Is it possible without using any array to assign value of an integer to a designated address?

I'm recently reading about pointers in C but stuck at a point. I need to provide an example to make the question more clear.

I have declared two integer variables as a and b and assigned values 55 and 88 to them. Now by using the & symbol I can access their address and declare pointers as follows:

#include <stdio.h>

int main(void)
{
    int a = 55;
    int b = 88;

    int *pa = &a;
    int *pb = &b;

    printf("Address of 'a' is: %p\n", &a);
    printf("Address of 'b' is: %p\n", &b);

    printf("Desired new address for the value of 'b' is: %p\n", (pa+1));

    //What to do here to assign the value of b into the address (pa+1) ?
}

What I try to achieve(without using any arrays) is that: I want the value of b to be assigned to the address next to a.

I can obtain the address of a by &a or *pa = &a and the next address would be (pa+1). Now the pointer pa holds the address to the variable a. And so the value of (pa+1) I guess should point the address of the next possible address of a.

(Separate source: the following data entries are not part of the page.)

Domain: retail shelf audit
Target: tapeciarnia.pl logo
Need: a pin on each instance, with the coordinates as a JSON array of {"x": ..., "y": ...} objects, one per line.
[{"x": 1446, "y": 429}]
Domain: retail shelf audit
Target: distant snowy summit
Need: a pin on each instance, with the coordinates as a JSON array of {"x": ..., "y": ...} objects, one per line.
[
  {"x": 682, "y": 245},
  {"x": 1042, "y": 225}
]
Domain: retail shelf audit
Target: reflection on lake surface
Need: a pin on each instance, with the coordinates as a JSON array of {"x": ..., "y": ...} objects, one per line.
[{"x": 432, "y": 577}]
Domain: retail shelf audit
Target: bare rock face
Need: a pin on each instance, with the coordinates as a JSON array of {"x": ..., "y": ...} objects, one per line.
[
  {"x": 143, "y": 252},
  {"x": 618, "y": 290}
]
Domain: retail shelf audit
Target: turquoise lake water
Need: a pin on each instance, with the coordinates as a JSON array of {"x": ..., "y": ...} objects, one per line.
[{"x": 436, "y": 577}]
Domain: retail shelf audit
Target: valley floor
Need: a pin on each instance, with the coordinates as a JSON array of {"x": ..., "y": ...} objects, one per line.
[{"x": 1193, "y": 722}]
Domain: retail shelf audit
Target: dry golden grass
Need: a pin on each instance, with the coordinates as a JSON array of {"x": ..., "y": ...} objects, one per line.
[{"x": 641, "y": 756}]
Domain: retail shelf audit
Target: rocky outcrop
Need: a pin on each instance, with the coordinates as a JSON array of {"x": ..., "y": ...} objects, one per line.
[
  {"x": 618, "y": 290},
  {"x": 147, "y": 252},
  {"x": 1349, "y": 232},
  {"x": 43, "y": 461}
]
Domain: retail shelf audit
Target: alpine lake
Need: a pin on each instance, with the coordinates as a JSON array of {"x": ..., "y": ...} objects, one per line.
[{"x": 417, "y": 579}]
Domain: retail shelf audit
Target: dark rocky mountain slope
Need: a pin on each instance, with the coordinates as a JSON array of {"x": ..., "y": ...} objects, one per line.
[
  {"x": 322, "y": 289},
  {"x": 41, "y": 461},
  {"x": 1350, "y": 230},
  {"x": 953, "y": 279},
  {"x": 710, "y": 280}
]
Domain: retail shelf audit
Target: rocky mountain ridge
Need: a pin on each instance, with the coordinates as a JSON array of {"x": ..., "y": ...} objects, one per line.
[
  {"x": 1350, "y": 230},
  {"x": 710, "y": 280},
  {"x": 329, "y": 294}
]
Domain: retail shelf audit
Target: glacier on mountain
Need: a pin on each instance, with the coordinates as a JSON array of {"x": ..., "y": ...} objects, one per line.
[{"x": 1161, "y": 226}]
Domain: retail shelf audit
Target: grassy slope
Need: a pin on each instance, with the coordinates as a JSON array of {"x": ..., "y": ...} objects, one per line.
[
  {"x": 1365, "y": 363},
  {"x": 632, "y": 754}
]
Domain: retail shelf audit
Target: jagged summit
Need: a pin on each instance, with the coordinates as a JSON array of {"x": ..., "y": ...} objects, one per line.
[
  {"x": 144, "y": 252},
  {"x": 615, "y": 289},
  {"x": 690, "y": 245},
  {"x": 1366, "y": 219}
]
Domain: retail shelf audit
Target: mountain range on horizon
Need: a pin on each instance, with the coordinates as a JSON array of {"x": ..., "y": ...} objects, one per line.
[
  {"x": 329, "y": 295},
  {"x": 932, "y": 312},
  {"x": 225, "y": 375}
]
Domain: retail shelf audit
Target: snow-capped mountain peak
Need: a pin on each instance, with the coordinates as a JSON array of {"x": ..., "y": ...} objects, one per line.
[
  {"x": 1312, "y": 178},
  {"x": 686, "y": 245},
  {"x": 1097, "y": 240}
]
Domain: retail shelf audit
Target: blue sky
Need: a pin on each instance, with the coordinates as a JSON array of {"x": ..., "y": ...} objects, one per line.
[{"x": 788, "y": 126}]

Now my problem is having the value of b and the address (pa+1) how can we register/assign the value of b to the address (pa+1)?

edit:

Following doesn't work:

int a = 55;
int b = 88;

int *pa = &a;
int *pb = &b;

printf("Address of 'a' is: %p\n", &a);
printf("Address of 'b' is: %p\n", &b);

printf("Desired new address for the value of 'b' is: %p\n", (pa+1));

*(pa + 1) = b;

printf("New address of 'b' is now: %p\n", &b);

Outputs:

Solved:

    int main(void)
    {
        int a = 55;
        int b = 88;
        int c;

        int *pa = &a;
        int *pb = &b;

        printf("Address of 'a' is: %p\n", &a);
        printf("Address of 'b' is: %p\n", &b);

        printf("Desired new address for the value of 'b' is: %p\n", (pa+1));

        *(pa + 1) = b;

       printf("New value at pa+1 is now: %d\n", *(pa+1));

}